Road trip prepping is essential to any Norfff-er, and I don’t mean by checking the pressure in the tires or if the oil is still black and still in a liquid form; no, we do that every night before we dice in Brits Road to the O’Hagans. I’m talking about letting every single person know that we’ll be hitting the road: this will be done over Facebook where we tag more than twenty people (Note: Some of them aren’t even going with) with a motivational line. Example: ‘We are goings to Bronkhortspruit for the weekends with X, Y, Z and 27 other people. Stay safe and remember that driving kills.’ Most of the quotes accompanying the actual status have no meaning whatsoever; a little Bible verse in the end also sometimes does the trick. Now that you’re settled in and every other person and their family in Australia know you’re going away, comes the real fun.

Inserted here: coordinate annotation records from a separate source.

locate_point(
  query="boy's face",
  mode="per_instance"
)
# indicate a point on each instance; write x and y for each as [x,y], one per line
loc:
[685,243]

We have to pack: we pack the most essential things for the trip, Booze, cigarettes, cans of spaghetti, backward Tapout cap and cotton ‘onnas’ are usually the most important things. If you have those things packed, you can maybe work around the rest. Packing should also be done while being intoxicated, because who the fuck wants to move stuff when you’re sober? One thing to remember in this packing stage is that everything brought out to the Datsun and laying on the ground next to the vehicle will be packed in no matter what. If ‘Wagter’ accidentally walks past, he will be coming with. Now that you’re packed in and Wagter’s sitting on the fishing rods, we can start the actual tripping.


Snacks for the road:

Humans have to eat, Norfff-ers have to eat and smoke. Norfff-ers pillage the two BP’s right before we hit the road: energy drinks, Takkie’s Biltong and Sharp would be the preferred choice – with Choice condoms if someone gets lucky. We’ll also take food from our homes on the trip, this may include orange halves (They do it in Rugby games?) and boiled eggs – which in my honest opinion is a fucking stupid move since boiled eggs only spell bowel problems that may rot up the car. But some people are smart; as soon as they feel the wrath of the Spar eggs escaping their ass cheeks and everyone piles out of the windows looking like a goldfish on dry land while the drivers swerves across the road to avoid the stench, the perpetrator will calmly comment that the clutch has got to be worn out and may be burning up, and that has to be what is causing the smell.

Beats for streets:

Music. The most essential ingredient to make any road trip a booming success! The music can also be man made via instruments that you brought with: a ‘mondfluitjie’ while ‘Wagter’ is howling will shed a few tears but we’re taking about the albums that should be played in any Norfff trip. Any album that has the following words in the title will do: Sokkie, Bok, Darren, Bokjol, Treffers and Hofmeyer. The preferred language is Afrikaans, but a little bit of English mixed into it like ‘Baby Tjoklits’ works just as well. A mental note that should be made and never forgotten; the tape player gets hot after a few hours while ‘Skarumba’ is on repeat, you don’t want to fuck up the whole trip by not having your Juanita handy. Music should also be played loud, and I mean loud, we tend to think that we invented decibels, that’s why we earned the right to play it as loud as possible.